Die Loretowiese – viel mehr als ein großer Parkplatz

von Redaktion

Rosenheimer Zeitsprünge So hat sich der Bereich rund um Rosenheims Festwiese verändert

die heute Rosenheims größter Parkplatz ist. Fotos Archiv Borrmann/Ziegler

Rosenheim – Die Loretowiese, die Loreto-Kapelle, das Loreto-Krankenhaus – woher kommt eigentlich der Name Loreto? Der Name und der Bau der Loretokapelle gehen auf ein Dankgelübde des Rosenheimers Georg Schaur (1579–1652) zurück. Der junge Gastwirt und spätere Bürgermeister erkrankte auf einer Reise nach Italien in dem Wallfahrtsort an der Adria schwer, und bei seiner Genesung versprach er, eine Kapelle nach dem Vorbild der Casa Santa in Loreto zu errichten. 1636 weihte der Fürstbischof von Freising die Kapelle ein.

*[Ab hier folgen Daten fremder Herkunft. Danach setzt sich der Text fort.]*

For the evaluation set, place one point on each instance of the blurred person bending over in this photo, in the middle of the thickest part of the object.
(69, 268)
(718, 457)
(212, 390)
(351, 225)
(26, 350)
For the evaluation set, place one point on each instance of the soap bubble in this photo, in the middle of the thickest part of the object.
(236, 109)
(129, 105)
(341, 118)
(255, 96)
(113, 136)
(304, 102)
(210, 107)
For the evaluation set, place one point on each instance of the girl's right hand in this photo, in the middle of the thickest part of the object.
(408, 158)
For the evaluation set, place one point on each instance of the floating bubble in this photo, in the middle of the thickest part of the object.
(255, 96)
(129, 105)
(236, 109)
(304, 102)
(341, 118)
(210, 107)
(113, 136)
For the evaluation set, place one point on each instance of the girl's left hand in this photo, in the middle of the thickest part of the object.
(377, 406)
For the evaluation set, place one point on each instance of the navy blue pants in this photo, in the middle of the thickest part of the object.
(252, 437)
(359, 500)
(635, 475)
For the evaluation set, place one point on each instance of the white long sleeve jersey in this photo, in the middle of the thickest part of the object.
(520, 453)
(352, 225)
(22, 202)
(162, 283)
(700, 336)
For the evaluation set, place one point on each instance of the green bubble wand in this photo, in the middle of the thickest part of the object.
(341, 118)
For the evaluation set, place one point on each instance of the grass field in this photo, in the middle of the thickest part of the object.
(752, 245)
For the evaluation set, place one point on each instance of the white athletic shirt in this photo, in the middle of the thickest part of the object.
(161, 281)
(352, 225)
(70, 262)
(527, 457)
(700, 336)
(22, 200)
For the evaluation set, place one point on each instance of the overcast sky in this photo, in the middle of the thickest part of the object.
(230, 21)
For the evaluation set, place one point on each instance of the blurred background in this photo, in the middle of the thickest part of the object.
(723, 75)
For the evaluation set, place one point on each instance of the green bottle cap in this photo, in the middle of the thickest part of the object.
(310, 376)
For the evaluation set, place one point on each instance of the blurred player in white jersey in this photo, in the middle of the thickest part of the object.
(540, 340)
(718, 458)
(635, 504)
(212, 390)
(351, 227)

So kam auch die Loretowiese zu ihrem Namen. Die Loretowiese ist heute nicht nur ein großer Parkplatz mitten im Zentrum, sondern erreichte durch verschiedene Veranstaltungen, an der Spitze das Rosenheimer Herbstfest, einen großen Bekanntheitsgrad. Wer sich auf dem heutigen Platz befindet, kann sich kaum vorstellen, dass die Loretowiese einmal von einer großen Silberpappel-Allee ausgefüllt war.

Ein Blick auf
„Deutschlands
schönste Pappel-Allee“

Die Loreto-Allee war etwa 200 Meter lang und 4,5 Meter breit. Im Frühjahr 1825 gaben der damalige Bürgermeister Michael Ruedorffer und der Magistratsrat Georg Rieder die Pflanzung einer Pappel-Allee in Auftrag. Die neugepflanzte Allee sollte mit drei Teilstücken die etwa dreieckige Loretowiese umschließen. Der Rosenheimer Lehrer Franz Joseph Berthold rühmte in seinem Buch „Die Loreto- und Sebastiani-Allee“ die Loreto-Allee als „Deutschlands schönste Pappelallee“.

1937 wurden die Bäume durch Linden ersetzt, die heute noch am Fußweg entlang der Kaiserstraße erhalten sind. Bereits im Mittelalter war die Loretowiese Schauplatz von Jahrmärkten, seit 1861 findet hier das Herbstfest statt.

Mittelpunkt und ein zentraler Orientierungspunkt während des Herbstfestes auf der Loretowiese war und ist der Glückshafen. Das markante Bauwerk mit dem Dreiecksdach wurde 1973 gebaut und musste 1999/2000 abgerissen werden. Der Grund: Massiver Schneefall am Anfang des Winters, und unter der Schneelast brachen Teile des Dachs ein. Heute ist der Glückshafen eine traditionsreiche Mischung aus Losbude/Bäckerei, Treffpunkt und Geschäftsstelle des Wirtschaftlichen Verbands.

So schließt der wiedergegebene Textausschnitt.